No ano de 2011, o Supremo Tribunal Federal entendeu haver relevância social e jurídica na discussão acerca da possibilidade de o Poder Judiciário realizar o controle jurisdicional sobre o mérito das questões de concursos públicos, reconhecendo repercussão geral ao tema (RE 632.853/CE, Rel. Min. Gilmar Mendes).

Em 2015, o plenário da Corte Suprema, no julgamento do supracitado recurso extraordinário, definiu não competir ao Poder Judiciário, no controle de legalidade, substituir banca examinadora para avaliar respostas dadas pelos candidatos e notas a ela atribuídas. Ressalvou, no entanto, ser permitido, de maneira excepcional, pelo Judiciário, o juízo de compatibilidade do conteúdo das questões do concurso com o previsto no edital do certame.

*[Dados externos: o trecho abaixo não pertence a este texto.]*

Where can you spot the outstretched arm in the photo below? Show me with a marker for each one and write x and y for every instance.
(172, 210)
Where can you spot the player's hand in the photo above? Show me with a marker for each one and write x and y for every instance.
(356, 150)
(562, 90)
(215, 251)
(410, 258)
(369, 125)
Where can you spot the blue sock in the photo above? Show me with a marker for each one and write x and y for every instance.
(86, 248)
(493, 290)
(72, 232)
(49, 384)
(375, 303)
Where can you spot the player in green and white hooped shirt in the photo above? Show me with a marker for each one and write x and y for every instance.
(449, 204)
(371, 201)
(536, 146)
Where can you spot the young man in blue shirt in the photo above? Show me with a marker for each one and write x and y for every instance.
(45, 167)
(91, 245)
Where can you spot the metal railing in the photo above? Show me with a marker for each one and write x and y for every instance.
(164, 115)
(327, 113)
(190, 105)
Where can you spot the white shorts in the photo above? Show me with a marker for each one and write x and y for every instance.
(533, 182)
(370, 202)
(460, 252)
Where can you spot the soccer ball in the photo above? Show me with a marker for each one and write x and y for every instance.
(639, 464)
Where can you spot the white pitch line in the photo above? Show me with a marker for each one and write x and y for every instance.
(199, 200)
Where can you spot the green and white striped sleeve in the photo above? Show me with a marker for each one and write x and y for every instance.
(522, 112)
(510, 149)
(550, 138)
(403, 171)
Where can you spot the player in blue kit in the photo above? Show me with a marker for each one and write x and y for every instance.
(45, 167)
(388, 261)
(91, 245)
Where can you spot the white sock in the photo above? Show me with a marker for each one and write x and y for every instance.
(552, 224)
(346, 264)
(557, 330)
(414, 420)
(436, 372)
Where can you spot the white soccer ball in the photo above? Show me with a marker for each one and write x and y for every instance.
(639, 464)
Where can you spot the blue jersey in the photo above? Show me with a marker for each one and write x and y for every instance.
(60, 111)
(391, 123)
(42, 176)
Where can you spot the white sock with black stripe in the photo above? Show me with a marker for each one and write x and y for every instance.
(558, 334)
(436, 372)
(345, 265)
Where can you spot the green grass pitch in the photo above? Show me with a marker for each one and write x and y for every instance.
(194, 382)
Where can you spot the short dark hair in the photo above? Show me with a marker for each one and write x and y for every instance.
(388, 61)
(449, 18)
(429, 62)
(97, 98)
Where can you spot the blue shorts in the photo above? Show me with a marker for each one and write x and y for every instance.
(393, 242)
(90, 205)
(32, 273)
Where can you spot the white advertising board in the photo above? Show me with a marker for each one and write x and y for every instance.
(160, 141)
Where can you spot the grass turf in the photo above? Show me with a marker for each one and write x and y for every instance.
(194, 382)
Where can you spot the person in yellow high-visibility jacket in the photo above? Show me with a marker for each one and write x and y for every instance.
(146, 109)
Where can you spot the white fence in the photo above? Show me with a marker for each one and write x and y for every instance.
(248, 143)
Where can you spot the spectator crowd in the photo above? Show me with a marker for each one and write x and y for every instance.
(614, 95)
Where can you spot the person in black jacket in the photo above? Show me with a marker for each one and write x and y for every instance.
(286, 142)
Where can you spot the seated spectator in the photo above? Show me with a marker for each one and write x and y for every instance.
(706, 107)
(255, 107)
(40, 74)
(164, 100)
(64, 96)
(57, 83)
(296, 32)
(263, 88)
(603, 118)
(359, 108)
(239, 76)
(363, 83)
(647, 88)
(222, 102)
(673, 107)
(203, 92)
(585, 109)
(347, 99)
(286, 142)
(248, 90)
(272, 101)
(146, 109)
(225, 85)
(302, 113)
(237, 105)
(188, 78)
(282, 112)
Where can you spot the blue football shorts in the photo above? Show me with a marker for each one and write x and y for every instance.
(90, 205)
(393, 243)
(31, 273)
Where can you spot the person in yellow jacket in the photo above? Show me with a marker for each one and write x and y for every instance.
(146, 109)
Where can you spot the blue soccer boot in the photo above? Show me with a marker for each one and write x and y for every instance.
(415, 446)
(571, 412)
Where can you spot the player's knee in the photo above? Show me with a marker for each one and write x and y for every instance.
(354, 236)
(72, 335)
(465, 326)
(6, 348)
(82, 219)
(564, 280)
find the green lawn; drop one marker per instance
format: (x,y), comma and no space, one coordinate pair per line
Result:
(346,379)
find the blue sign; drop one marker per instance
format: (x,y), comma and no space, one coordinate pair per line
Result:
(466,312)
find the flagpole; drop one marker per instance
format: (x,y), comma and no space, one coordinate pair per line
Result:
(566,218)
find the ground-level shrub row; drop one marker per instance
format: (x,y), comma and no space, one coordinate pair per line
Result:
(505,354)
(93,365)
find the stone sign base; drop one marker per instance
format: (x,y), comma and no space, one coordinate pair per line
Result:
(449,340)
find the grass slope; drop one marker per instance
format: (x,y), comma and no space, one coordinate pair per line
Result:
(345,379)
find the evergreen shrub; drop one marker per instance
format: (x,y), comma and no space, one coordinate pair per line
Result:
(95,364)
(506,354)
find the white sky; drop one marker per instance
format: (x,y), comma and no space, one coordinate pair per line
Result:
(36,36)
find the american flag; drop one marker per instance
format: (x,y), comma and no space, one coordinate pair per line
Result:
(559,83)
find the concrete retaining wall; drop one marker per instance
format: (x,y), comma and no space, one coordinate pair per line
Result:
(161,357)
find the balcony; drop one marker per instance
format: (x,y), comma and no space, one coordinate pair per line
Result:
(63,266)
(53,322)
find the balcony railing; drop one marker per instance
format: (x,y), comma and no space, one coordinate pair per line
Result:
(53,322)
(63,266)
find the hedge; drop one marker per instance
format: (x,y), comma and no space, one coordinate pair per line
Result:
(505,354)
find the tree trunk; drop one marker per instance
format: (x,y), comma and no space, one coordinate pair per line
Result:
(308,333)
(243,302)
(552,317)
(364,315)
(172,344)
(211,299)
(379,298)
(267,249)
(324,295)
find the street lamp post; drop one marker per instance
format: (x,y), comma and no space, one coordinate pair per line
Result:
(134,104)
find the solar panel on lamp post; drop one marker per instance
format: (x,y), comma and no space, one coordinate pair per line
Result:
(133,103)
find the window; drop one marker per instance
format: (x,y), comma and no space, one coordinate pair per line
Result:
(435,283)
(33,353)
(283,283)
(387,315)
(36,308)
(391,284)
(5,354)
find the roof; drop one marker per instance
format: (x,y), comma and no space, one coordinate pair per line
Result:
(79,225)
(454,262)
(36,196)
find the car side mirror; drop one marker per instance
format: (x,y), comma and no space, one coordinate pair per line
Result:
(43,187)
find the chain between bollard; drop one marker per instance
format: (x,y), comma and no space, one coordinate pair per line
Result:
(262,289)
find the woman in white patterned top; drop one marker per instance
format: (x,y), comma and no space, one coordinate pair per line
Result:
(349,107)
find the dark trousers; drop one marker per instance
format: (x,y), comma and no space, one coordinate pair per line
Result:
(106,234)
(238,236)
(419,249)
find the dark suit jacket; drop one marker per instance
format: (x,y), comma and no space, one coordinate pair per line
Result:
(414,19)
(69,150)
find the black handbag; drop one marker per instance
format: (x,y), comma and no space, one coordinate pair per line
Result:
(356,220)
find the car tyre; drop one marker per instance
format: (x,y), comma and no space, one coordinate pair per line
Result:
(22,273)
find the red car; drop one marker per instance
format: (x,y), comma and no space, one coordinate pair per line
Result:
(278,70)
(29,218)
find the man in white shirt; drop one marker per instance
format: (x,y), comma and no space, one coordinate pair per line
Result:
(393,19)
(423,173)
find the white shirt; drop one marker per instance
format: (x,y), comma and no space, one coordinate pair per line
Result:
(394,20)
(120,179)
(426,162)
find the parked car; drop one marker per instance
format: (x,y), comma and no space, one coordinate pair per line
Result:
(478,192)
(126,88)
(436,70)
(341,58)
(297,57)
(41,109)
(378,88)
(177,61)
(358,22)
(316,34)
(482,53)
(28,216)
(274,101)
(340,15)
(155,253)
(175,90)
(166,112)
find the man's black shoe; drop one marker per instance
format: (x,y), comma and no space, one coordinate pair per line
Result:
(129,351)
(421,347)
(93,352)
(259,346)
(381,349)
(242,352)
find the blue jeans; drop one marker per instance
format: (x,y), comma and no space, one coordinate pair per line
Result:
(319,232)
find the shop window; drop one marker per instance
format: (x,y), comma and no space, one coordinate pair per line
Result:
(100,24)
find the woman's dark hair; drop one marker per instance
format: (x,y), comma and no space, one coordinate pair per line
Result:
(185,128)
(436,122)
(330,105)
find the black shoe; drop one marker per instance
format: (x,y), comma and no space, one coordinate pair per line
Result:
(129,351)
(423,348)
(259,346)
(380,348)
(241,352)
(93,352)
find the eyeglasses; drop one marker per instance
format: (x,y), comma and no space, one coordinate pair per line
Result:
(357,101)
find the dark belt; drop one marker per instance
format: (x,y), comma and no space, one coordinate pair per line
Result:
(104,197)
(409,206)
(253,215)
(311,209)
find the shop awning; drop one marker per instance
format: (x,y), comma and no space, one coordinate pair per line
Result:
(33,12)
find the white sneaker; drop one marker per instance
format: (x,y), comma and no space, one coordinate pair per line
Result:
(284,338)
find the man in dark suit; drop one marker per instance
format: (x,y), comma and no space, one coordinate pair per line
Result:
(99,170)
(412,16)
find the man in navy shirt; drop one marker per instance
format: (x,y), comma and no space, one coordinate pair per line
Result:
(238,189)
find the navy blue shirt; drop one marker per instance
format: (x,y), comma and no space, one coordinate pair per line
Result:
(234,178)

Outrossim, já em 2017, em decisão monocrática na Reclamação 26.300/RS, mantendo a orientação do Tribunal, o Ministro Ricardo Lewandowski consignou não haver a excepcionalidade assinalada em sede de repercussão geral na hipótese de o Poder Judiciário efetuar a interpretação da questão do concurso público e alterar as notas atribuídas aos candidatos, a caracterizar, assim, indevida substituição da banca examinadora pelo Poder Judiciário.

De outro giro, no âmbito do Superior Tribunal de Justiça, dois são os informativos que se destacam. O informativo n°. 311, de 26 de fevereiro a 02 de março de 2007, reitera o entendimento de que “o exame pelo Judiciário dos atos discricionários de banca examinadora de concursos públicos limita-se aos princípios da legalidade e da vinculação das normas do edital. Tratando-se de pretensão visando à nulidade de questões formuladas na prova preliminar objetiva (eliminatória) aplicada no certame para ingresso no serviço de notários e registradores, tal mérito escapa ao controle judicial, verificada a observação dos requisitos pela banca examinadora, para fins de alteração da aferição de pontos”.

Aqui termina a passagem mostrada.